A young-looking woman, who turns out to be Asagoa, tracks down a Methuselan "Master," who turns out to be Tu Shan. Thus, no new immortals in this chapter but a new alliance. Now there are two teams: Hanno and Rufus; Asagoa and Tu Shan. In the latter partnership, it is she that has to save him from stagnation and to motivate movement:
"'Change rushes through the world unbridled...We'll find advantages to take.'" (4, p. 220)
Neither Tu Shan's primitive village nor the whole Chinese Empire can last forever. The immortals might lend money at interest...!
Wind punctuates dialogue:
"[Elder Tsong] nodded. The wind ruffled his thin white beard." (1, p. 205)
When Asagoa has declared herself and the two immortals stare at each other:
"The wind boomed outside." (2, p. 210)
That ever expressive wind ruffles the Elder but booms for his elders!
Seasons pass:
"Autumn comes early in the high hills." (1, p. 204)
"Winter struck with blinding snow..." (3, p. 213)
""Springtime came back, and that year it was mild..." (5, p. 220)
That mild spring marks their departure from the village whose folk tally months but not years. Asagoa has shown Tu Shan that there are social and civilizational changes beyond the merely cyclical seasonal changes.
He had said:
"'The years blur together, they become one, the dead are as real as the living and the living as unreal as the dead." (2, p. 211)
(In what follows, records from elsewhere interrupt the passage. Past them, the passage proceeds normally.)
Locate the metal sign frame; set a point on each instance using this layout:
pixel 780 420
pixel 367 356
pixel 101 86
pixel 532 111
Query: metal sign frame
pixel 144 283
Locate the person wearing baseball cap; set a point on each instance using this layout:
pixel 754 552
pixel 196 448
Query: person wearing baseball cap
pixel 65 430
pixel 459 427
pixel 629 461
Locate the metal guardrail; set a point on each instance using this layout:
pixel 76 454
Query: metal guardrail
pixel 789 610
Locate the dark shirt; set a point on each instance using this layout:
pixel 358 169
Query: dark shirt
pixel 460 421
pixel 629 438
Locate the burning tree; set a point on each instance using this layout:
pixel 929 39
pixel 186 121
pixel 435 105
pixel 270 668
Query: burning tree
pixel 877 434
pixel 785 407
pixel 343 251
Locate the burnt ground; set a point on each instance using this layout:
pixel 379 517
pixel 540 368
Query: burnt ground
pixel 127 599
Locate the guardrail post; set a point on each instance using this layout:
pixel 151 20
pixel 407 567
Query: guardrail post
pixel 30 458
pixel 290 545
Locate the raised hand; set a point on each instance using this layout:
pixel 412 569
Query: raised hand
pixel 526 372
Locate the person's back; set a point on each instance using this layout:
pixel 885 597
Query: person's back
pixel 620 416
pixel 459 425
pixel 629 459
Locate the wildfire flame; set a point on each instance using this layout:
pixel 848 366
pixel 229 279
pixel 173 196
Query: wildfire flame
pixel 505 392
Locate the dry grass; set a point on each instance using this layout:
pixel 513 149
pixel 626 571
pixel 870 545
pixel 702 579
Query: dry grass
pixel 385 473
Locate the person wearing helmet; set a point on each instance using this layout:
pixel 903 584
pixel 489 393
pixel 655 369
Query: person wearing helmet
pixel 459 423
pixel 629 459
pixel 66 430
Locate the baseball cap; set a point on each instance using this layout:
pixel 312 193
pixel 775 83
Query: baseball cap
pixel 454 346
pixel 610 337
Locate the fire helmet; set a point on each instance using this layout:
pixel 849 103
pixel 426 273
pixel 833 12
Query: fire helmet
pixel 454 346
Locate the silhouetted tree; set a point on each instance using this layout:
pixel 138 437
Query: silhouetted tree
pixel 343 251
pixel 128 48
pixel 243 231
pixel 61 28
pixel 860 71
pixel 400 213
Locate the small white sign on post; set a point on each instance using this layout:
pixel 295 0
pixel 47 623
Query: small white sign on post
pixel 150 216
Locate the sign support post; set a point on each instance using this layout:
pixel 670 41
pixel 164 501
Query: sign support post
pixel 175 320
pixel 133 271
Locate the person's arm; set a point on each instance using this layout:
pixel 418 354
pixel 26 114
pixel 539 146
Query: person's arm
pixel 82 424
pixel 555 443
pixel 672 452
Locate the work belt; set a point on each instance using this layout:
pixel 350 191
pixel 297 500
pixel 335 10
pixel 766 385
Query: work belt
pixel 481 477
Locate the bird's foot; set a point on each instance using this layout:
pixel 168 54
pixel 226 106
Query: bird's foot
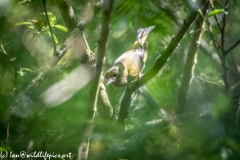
pixel 139 76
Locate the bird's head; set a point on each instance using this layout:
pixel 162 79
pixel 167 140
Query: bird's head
pixel 112 75
pixel 142 35
pixel 115 76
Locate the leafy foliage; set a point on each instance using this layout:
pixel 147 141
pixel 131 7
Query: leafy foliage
pixel 53 116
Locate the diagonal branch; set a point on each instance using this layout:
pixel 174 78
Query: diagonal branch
pixel 231 48
pixel 94 91
pixel 190 62
pixel 159 63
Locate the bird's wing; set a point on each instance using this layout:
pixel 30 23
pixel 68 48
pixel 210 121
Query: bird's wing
pixel 133 61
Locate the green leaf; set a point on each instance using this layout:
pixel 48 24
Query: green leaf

The living unreal! That is a sinking down into an undifferentiated sameness instead of a rising up into an enhanced clarity. Tu Shan has let the sacred texts succumb to damp and decay because he cannot read them although his villagers believe that he can. Dishonesty has set in. Asagoa saves/rescues/liberates the supposed Master instead of vice versa. Maybe these immortals are starting to go somewhere at last. (Maybe.)
1 comment:
Kaor, Paul!
I even suspect Tu Shan was coming close to succumbing to senility! Asagoa probably came just in time to save him from that.